Your editor is sorry for this in advance. But she looked at the screencap, and now what’s stuck in her head is “five hundred twenty-five thousand six hundred kisses…”

[Video][Website]
[4.70]
[2]
Iain Mew: “Afterglow” shows Wilkinson has got his emotional drum ‘n’ bass fundamentals (and Rudimentals) down well, but he doesn’t get beyond them. Former The Voice competitor Becky Hill offers vocal power but isn’t given much to work with. But while “Afterglow” doesn’t stand out as a song, as a hit it stands out through having such a horrible video. The clip’s collection of lazy clichés about young heterosexual relationships told in infographic format looks like the worst Google advert ever, even before the horrific moment when it normalises domestic violence.
[5]
Katherine St Asaph: None of you people told me there was a @UK_dance_ebooks.
[4]
Alfred Soto: The drum ‘n’ bass shuffle sends welcome perk through a rather thick vocal that uncomfortably inhabits a space where it thinks melodrama and pathos can co-exist.
[5]
Daniel Montesinos-Donaghy: A piece of melancholy-leaning ruction that can’t keep focused on one feeling: the beat and the vocal disagree with one another, with the former pulsating dead ahead and the latter wavering whilst making sense of the present.
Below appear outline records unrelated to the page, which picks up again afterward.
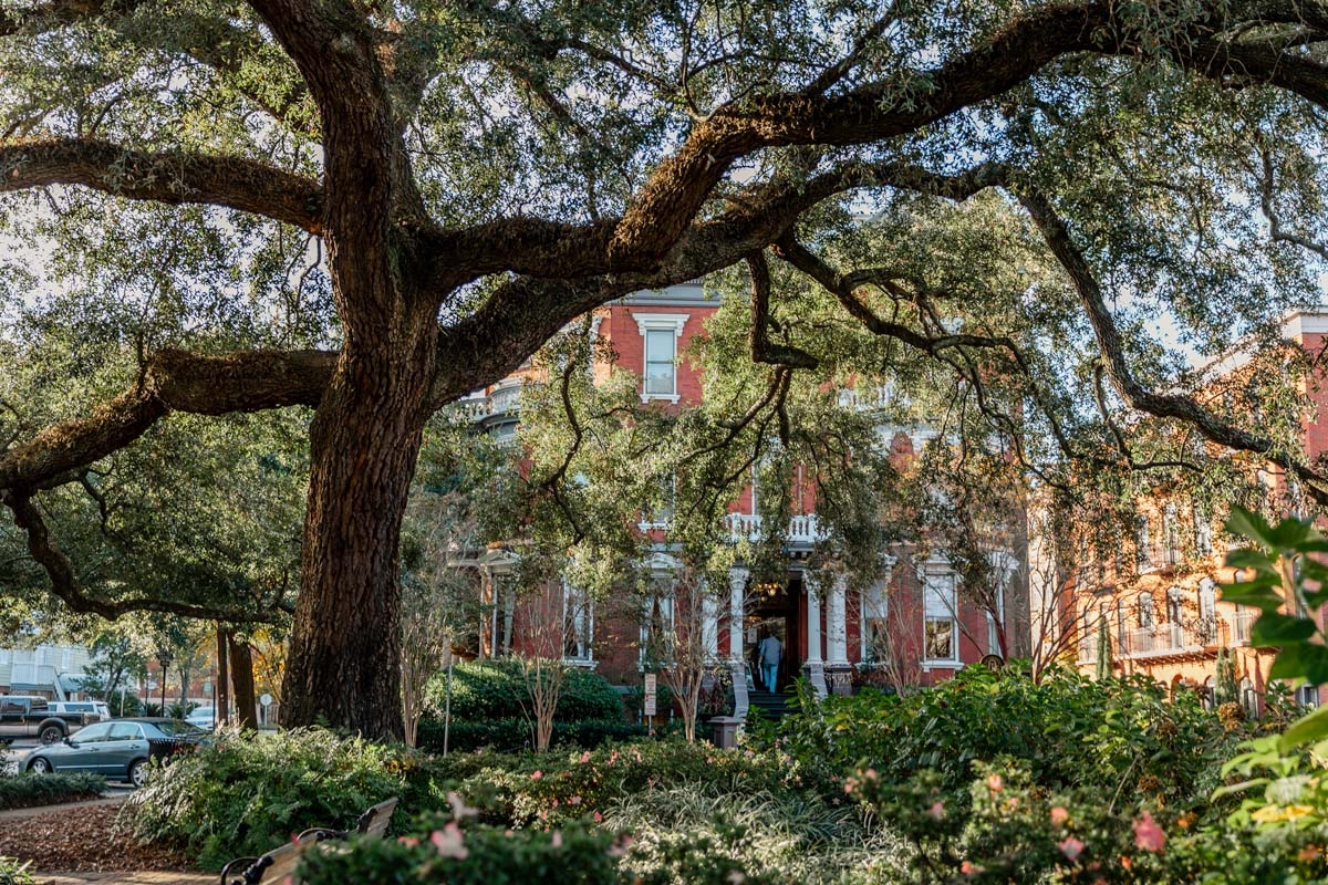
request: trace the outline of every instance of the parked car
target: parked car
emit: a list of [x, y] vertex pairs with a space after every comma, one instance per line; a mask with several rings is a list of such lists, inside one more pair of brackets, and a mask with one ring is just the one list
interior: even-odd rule
[[110, 707], [105, 701], [52, 701], [46, 706], [52, 713], [96, 713], [102, 722], [110, 719]]
[[54, 743], [68, 738], [86, 724], [101, 722], [97, 713], [57, 713], [50, 702], [27, 694], [0, 695], [0, 740], [37, 738], [41, 743]]
[[211, 731], [216, 727], [216, 707], [194, 707], [194, 710], [185, 716], [185, 722], [197, 728], [202, 728], [203, 731]]
[[149, 759], [170, 759], [197, 746], [207, 732], [183, 719], [161, 716], [114, 719], [90, 724], [64, 743], [37, 747], [24, 760], [27, 771], [90, 771], [142, 785]]

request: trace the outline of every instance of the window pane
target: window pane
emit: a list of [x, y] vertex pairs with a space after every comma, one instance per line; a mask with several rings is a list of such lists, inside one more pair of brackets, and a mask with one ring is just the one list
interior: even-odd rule
[[675, 393], [675, 352], [677, 338], [672, 329], [645, 332], [645, 393], [672, 395]]
[[950, 617], [955, 613], [955, 576], [928, 575], [927, 614], [930, 617]]
[[948, 661], [955, 657], [955, 622], [950, 618], [927, 620], [926, 657], [931, 661]]

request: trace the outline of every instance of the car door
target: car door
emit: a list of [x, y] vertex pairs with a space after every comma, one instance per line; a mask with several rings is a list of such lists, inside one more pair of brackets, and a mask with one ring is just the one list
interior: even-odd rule
[[92, 771], [102, 774], [101, 750], [110, 736], [110, 723], [88, 726], [65, 743], [52, 744], [49, 756], [56, 771]]
[[[94, 726], [88, 726], [93, 728]], [[101, 774], [108, 778], [125, 776], [129, 772], [129, 763], [134, 759], [147, 758], [147, 739], [143, 736], [143, 727], [137, 722], [112, 722], [110, 734], [101, 746]]]
[[0, 735], [5, 738], [27, 735], [27, 698], [5, 698], [0, 701]]

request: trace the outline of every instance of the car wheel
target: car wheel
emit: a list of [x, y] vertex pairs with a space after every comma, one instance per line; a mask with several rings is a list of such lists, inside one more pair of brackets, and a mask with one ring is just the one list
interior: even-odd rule
[[129, 763], [129, 783], [134, 784], [135, 787], [142, 787], [143, 780], [146, 779], [147, 779], [146, 759], [134, 759], [131, 763]]

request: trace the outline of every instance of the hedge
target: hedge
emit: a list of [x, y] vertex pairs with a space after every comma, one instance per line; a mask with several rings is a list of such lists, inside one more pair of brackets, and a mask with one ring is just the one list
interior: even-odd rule
[[[554, 723], [554, 746], [574, 746], [594, 750], [608, 740], [629, 740], [647, 734], [643, 726], [622, 719], [580, 719]], [[499, 752], [517, 752], [533, 744], [530, 724], [525, 719], [506, 718], [483, 722], [453, 720], [448, 735], [448, 748], [470, 751], [487, 747]], [[418, 748], [442, 752], [442, 719], [425, 718], [420, 722]]]
[[32, 808], [61, 801], [97, 799], [106, 788], [101, 775], [35, 775], [0, 778], [0, 808]]
[[[440, 671], [425, 689], [425, 710], [442, 718], [446, 705], [448, 674]], [[452, 720], [486, 722], [490, 719], [523, 719], [522, 705], [529, 705], [521, 661], [471, 661], [458, 663], [452, 679]], [[602, 675], [571, 667], [563, 675], [558, 698], [556, 722], [579, 719], [623, 719], [623, 699]]]

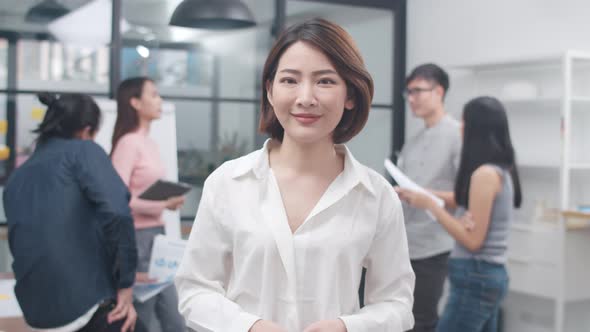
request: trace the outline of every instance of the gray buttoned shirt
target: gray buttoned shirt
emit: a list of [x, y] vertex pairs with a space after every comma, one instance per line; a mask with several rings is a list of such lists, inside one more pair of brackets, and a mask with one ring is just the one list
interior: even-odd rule
[[[459, 122], [450, 115], [420, 130], [404, 145], [398, 167], [418, 185], [453, 191], [461, 158]], [[403, 204], [411, 259], [432, 257], [453, 248], [453, 239], [424, 210]]]

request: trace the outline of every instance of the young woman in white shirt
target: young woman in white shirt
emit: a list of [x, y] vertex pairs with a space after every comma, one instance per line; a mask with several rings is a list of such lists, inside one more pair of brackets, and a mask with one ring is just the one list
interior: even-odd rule
[[[262, 79], [261, 150], [207, 178], [176, 275], [198, 332], [398, 332], [414, 273], [392, 186], [342, 143], [364, 127], [373, 81], [322, 19], [288, 28]], [[364, 302], [358, 287], [367, 268]]]

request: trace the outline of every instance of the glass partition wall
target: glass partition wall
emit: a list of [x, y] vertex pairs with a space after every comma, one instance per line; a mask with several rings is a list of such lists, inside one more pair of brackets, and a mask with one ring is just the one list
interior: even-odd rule
[[[105, 98], [120, 80], [145, 75], [175, 106], [179, 177], [195, 187], [181, 215], [191, 222], [207, 175], [264, 141], [256, 129], [266, 54], [282, 27], [311, 17], [344, 26], [365, 57], [375, 98], [366, 129], [348, 145], [357, 159], [383, 173], [383, 158], [401, 146], [397, 137], [403, 137], [405, 123], [398, 98], [405, 73], [405, 1], [241, 1], [256, 25], [236, 30], [170, 26], [180, 0], [58, 1], [70, 13], [90, 11], [90, 19], [99, 22], [70, 27], [76, 34], [69, 36], [25, 19], [41, 1], [0, 0], [0, 186], [34, 148], [31, 130], [44, 114], [37, 92]], [[119, 34], [112, 34], [113, 17], [121, 22]], [[3, 147], [9, 151], [4, 159]]]

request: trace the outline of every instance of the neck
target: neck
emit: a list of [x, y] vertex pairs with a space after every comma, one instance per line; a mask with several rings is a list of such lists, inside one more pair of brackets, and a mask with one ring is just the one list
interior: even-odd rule
[[440, 107], [424, 118], [424, 124], [427, 128], [432, 128], [445, 116], [445, 114], [447, 114], [445, 109]]
[[139, 126], [137, 127], [137, 130], [141, 133], [147, 134], [150, 131], [150, 124], [151, 124], [150, 120], [140, 118], [139, 119]]
[[299, 143], [285, 135], [283, 142], [274, 150], [274, 155], [271, 150], [273, 168], [288, 169], [298, 174], [329, 173], [335, 168], [342, 170], [344, 165], [331, 137], [321, 142]]

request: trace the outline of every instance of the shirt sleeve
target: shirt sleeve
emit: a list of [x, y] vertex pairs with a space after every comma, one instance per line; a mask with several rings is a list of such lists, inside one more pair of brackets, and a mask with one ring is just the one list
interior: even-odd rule
[[381, 227], [364, 261], [365, 306], [340, 317], [348, 332], [402, 332], [414, 326], [415, 275], [410, 265], [404, 217], [399, 199], [388, 189], [381, 209]]
[[199, 332], [247, 332], [260, 318], [226, 296], [232, 266], [229, 234], [219, 223], [215, 186], [205, 181], [188, 245], [175, 278], [179, 311]]
[[[119, 173], [127, 188], [131, 188], [133, 169], [139, 162], [139, 158], [141, 158], [138, 143], [134, 137], [124, 136], [119, 140], [111, 155], [113, 166], [115, 166], [117, 173]], [[131, 195], [129, 206], [135, 213], [159, 216], [166, 208], [166, 201], [145, 200]]]
[[461, 163], [461, 146], [463, 145], [463, 138], [461, 135], [456, 135], [453, 141], [452, 162], [455, 173], [459, 171], [459, 164]]
[[131, 287], [135, 281], [137, 249], [128, 206], [129, 192], [105, 151], [91, 141], [80, 147], [76, 176], [82, 192], [98, 211], [105, 247], [113, 258], [112, 273], [117, 288]]

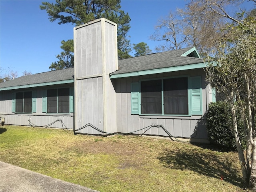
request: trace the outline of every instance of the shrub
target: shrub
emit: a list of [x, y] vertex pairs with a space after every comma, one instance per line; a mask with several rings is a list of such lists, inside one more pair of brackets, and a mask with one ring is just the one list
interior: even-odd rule
[[[243, 123], [239, 113], [237, 113], [238, 131], [243, 149], [246, 148], [246, 138]], [[206, 128], [211, 144], [228, 150], [236, 148], [232, 127], [232, 116], [228, 103], [218, 101], [211, 103], [206, 114]]]

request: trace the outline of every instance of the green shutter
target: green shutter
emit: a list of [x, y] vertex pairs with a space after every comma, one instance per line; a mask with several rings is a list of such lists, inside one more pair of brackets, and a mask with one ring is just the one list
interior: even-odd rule
[[32, 112], [36, 112], [36, 91], [32, 92]]
[[201, 76], [190, 77], [191, 114], [203, 114]]
[[70, 113], [74, 113], [74, 87], [69, 88], [69, 110]]
[[13, 113], [15, 112], [15, 93], [12, 94], [12, 112]]
[[42, 110], [43, 113], [46, 113], [47, 112], [47, 90], [43, 90], [42, 96]]
[[132, 114], [139, 114], [139, 82], [132, 83], [131, 86], [131, 110]]
[[214, 87], [212, 88], [212, 102], [216, 102], [216, 89]]

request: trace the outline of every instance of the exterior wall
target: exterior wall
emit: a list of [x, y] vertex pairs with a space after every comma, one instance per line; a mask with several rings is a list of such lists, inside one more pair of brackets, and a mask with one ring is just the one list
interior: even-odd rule
[[[206, 111], [210, 97], [207, 91], [208, 84], [204, 80], [205, 74], [202, 69], [183, 71], [162, 74], [144, 76], [112, 80], [116, 92], [117, 127], [118, 132], [134, 134], [144, 133], [147, 129], [143, 129], [152, 124], [161, 124], [173, 136], [186, 138], [206, 140], [207, 133], [204, 124], [204, 116], [148, 116], [131, 114], [131, 83], [142, 79], [149, 79], [189, 75], [202, 76], [203, 114]], [[145, 133], [146, 134], [168, 136], [161, 128], [152, 127]]]
[[[11, 125], [30, 126], [28, 120], [30, 122], [39, 126], [44, 126], [50, 124], [57, 120], [61, 119], [64, 124], [68, 129], [73, 128], [74, 114], [47, 114], [42, 112], [42, 99], [43, 90], [62, 87], [73, 87], [73, 84], [59, 85], [58, 87], [47, 86], [26, 88], [13, 90], [12, 90], [2, 91], [0, 98], [0, 114], [3, 114], [5, 117], [5, 124]], [[36, 112], [30, 113], [19, 113], [12, 112], [12, 93], [18, 92], [36, 91]], [[57, 122], [51, 125], [50, 127], [63, 128], [61, 122]]]
[[76, 132], [102, 134], [84, 127], [88, 124], [115, 132], [116, 93], [109, 74], [117, 69], [116, 24], [101, 18], [76, 27], [74, 41]]

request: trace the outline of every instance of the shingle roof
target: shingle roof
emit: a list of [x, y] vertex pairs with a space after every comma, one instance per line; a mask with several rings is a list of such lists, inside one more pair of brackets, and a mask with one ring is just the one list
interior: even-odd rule
[[22, 76], [0, 84], [0, 88], [31, 85], [73, 79], [74, 68]]
[[200, 58], [181, 56], [191, 48], [118, 60], [118, 70], [111, 75], [203, 63]]
[[[119, 60], [118, 70], [111, 75], [202, 63], [202, 59], [181, 56], [191, 50], [185, 48]], [[0, 84], [0, 88], [54, 82], [74, 79], [74, 68], [38, 73]]]

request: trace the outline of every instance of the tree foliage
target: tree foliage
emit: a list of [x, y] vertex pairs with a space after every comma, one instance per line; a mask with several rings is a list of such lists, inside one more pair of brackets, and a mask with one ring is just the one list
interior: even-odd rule
[[146, 43], [141, 42], [137, 44], [133, 44], [133, 49], [135, 50], [134, 56], [140, 56], [152, 53], [152, 51]]
[[[232, 118], [232, 130], [243, 177], [256, 189], [256, 19], [248, 17], [229, 25], [219, 41], [217, 66], [207, 69], [207, 80], [226, 97]], [[236, 102], [235, 102], [236, 101]], [[236, 114], [244, 119], [246, 156], [244, 155]]]
[[60, 48], [63, 50], [56, 56], [59, 60], [52, 63], [49, 67], [51, 70], [59, 70], [74, 67], [74, 41], [73, 40], [62, 41]]
[[[50, 22], [58, 20], [60, 25], [70, 23], [78, 26], [102, 17], [116, 23], [118, 58], [123, 58], [131, 56], [129, 54], [131, 51], [130, 41], [128, 39], [127, 36], [130, 27], [130, 19], [128, 13], [125, 13], [120, 9], [120, 0], [57, 0], [55, 4], [42, 2], [40, 8], [46, 10]], [[73, 52], [71, 50], [68, 51], [69, 52]], [[68, 56], [63, 55], [62, 53], [65, 53], [62, 52], [56, 56], [59, 61], [53, 63], [50, 68], [58, 70], [64, 68], [62, 68], [63, 66], [72, 66], [74, 61], [66, 58], [63, 59]], [[70, 55], [68, 56], [70, 58]], [[68, 60], [69, 62], [65, 63]]]
[[[243, 150], [246, 149], [246, 139], [244, 124], [240, 113], [237, 114], [238, 131]], [[236, 149], [232, 132], [232, 116], [230, 106], [221, 101], [209, 104], [206, 113], [206, 124], [208, 138], [211, 144], [227, 150]]]
[[150, 38], [164, 42], [156, 48], [158, 51], [195, 46], [206, 58], [209, 52], [215, 52], [218, 40], [226, 35], [223, 30], [226, 24], [240, 23], [244, 19], [239, 16], [232, 17], [226, 10], [231, 5], [238, 8], [242, 2], [237, 0], [192, 0], [184, 9], [178, 9], [161, 19]]

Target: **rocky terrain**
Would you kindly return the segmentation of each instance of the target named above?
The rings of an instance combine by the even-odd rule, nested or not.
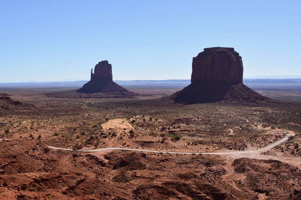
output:
[[[5,91],[20,101],[0,98],[0,199],[300,199],[300,103],[244,85],[233,48],[193,68],[171,96],[135,96],[106,61],[77,91]]]
[[[141,89],[137,91],[149,92]],[[299,104],[187,104],[169,97],[83,100],[31,92],[11,93],[34,104],[36,112],[0,117],[0,138],[12,139],[0,141],[0,199],[299,198],[299,148],[295,145],[301,145]],[[239,154],[84,152],[45,145],[78,150],[116,147],[243,152],[277,141],[286,130],[295,135],[257,159]]]
[[[194,57],[191,84],[172,96],[177,102],[268,101],[243,84],[241,57],[233,48],[212,47]]]
[[[81,88],[47,93],[49,97],[73,98],[129,98],[137,97],[137,93],[129,91],[113,81],[112,66],[107,60],[95,66],[94,73],[91,69],[91,79]]]
[[[14,101],[6,94],[0,93],[0,115],[5,113],[21,112],[35,107],[32,104]]]

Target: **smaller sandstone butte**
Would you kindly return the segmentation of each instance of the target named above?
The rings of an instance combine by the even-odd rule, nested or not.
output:
[[[0,115],[8,112],[11,113],[34,108],[33,105],[13,101],[6,94],[0,93]]]
[[[91,79],[77,90],[78,92],[92,94],[101,92],[117,96],[132,96],[135,93],[127,90],[113,81],[112,66],[107,60],[99,62],[95,66],[94,73],[91,69]]]
[[[243,83],[241,57],[233,48],[212,47],[193,59],[191,84],[172,96],[187,104],[269,99]]]

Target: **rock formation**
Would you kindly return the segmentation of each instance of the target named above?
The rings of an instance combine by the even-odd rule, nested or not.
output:
[[[191,84],[172,97],[188,104],[269,99],[243,84],[243,72],[241,57],[234,48],[204,48],[193,59]]]
[[[34,105],[13,101],[8,95],[0,93],[0,116],[4,114],[18,112],[23,110],[35,108]]]
[[[99,62],[95,66],[94,73],[91,69],[90,81],[76,91],[87,94],[101,92],[107,95],[112,94],[114,97],[136,95],[113,81],[112,66],[107,60]]]

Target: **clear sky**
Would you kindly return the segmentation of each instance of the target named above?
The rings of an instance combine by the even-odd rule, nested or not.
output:
[[[301,1],[0,1],[0,82],[190,79],[204,48],[233,47],[244,76],[301,75]]]

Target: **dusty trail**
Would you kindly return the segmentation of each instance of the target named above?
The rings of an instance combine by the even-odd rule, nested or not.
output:
[[[271,149],[273,148],[286,141],[290,136],[295,135],[293,132],[290,131],[289,133],[286,136],[283,137],[279,140],[273,143],[264,147],[257,149],[249,149],[244,151],[238,151],[227,150],[221,152],[181,152],[177,151],[156,151],[155,150],[147,150],[140,149],[132,148],[121,148],[120,147],[107,147],[102,148],[91,150],[79,150],[78,151],[86,152],[107,152],[112,151],[114,150],[125,150],[126,151],[133,151],[146,152],[152,152],[155,153],[175,153],[178,154],[200,154],[204,155],[213,155],[224,156],[233,158],[256,158],[257,159],[269,159],[280,160],[281,161],[284,159],[284,158],[279,158],[272,156],[264,155],[261,154],[261,153],[266,152]],[[61,149],[66,151],[73,151],[73,149],[62,148],[55,147],[51,146],[47,146],[50,148],[55,149]],[[280,159],[280,160],[279,160]],[[301,161],[301,160],[300,160]]]
[[[275,156],[271,155],[265,155],[262,154],[262,153],[266,152],[269,150],[286,141],[290,136],[295,135],[295,133],[293,131],[289,131],[289,133],[286,136],[282,138],[279,140],[269,145],[257,149],[249,149],[244,151],[238,151],[233,150],[227,150],[221,152],[181,152],[177,151],[156,151],[155,150],[148,150],[141,149],[132,148],[121,148],[120,147],[107,147],[102,148],[95,149],[90,150],[78,150],[77,151],[83,152],[110,152],[114,150],[124,150],[126,151],[133,151],[145,152],[152,152],[154,153],[173,153],[182,154],[201,154],[203,155],[218,155],[225,156],[229,158],[255,158],[265,160],[273,159],[279,160],[283,162],[288,162],[294,164],[295,165],[299,166],[301,163],[301,158],[290,158],[287,155],[283,156],[282,155],[277,155]],[[9,139],[7,139],[8,140]],[[58,149],[66,151],[74,151],[74,150],[55,147],[48,145],[46,145],[50,148],[54,149]]]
Either way, “Afterglow” is intended for dancefloors, judging from its succinct description of “smoke and lasers/love and ravers” during the hook. Intriguingly, those words hit as the drum break ramps up the tension and for a moment, “Afterglow” appears to make clear what it’s about. It’s about the experience of social gatherings, but more so about the rewards afterwards than the joys within, hence the deftly drawn scenes of raving. It is both in the moment and hazily outside: an intriguing single.
[7]
Anthony Easton: The lyrics foreground the tension between what could be seen as placid and what could be seen as manic, suggesting a compromise between the two extremes. However, the song is not better than the concept it is working through.
[4]
Scott Mildenhall: Putting the hollow into holonymy: “smoke and lasers, love and ravers.” “If we just throw those words in,” the writers thought, as Eliza Doolittle chirped away in the background, “then people just must start experiencing the feelings that must come from them”. It’s an idea of emotion, Becky Hill’s vocals an idea of passion and Wilkinson’s production an idea of drum and bass. All of which are perfectly fine.
[6]
Juana Giaimo: Deep piano chords are overused for opening hit singles, but the truth is they are always a good beginning. The issue is how they should be followed.
[6]
Brad Shoup: The d’n’b line just putters about in the background, like an engine your neighbor’s working on. Meanwhile, the pining for a prolonged rave wounds with its omnidirectional need.
[3]
Will Adams: With its flat drum break and sleepy melody, “Afterglow” tries to inspire all-night-long dancing but inadvertently captures how people usually feel after a night at the club: tired.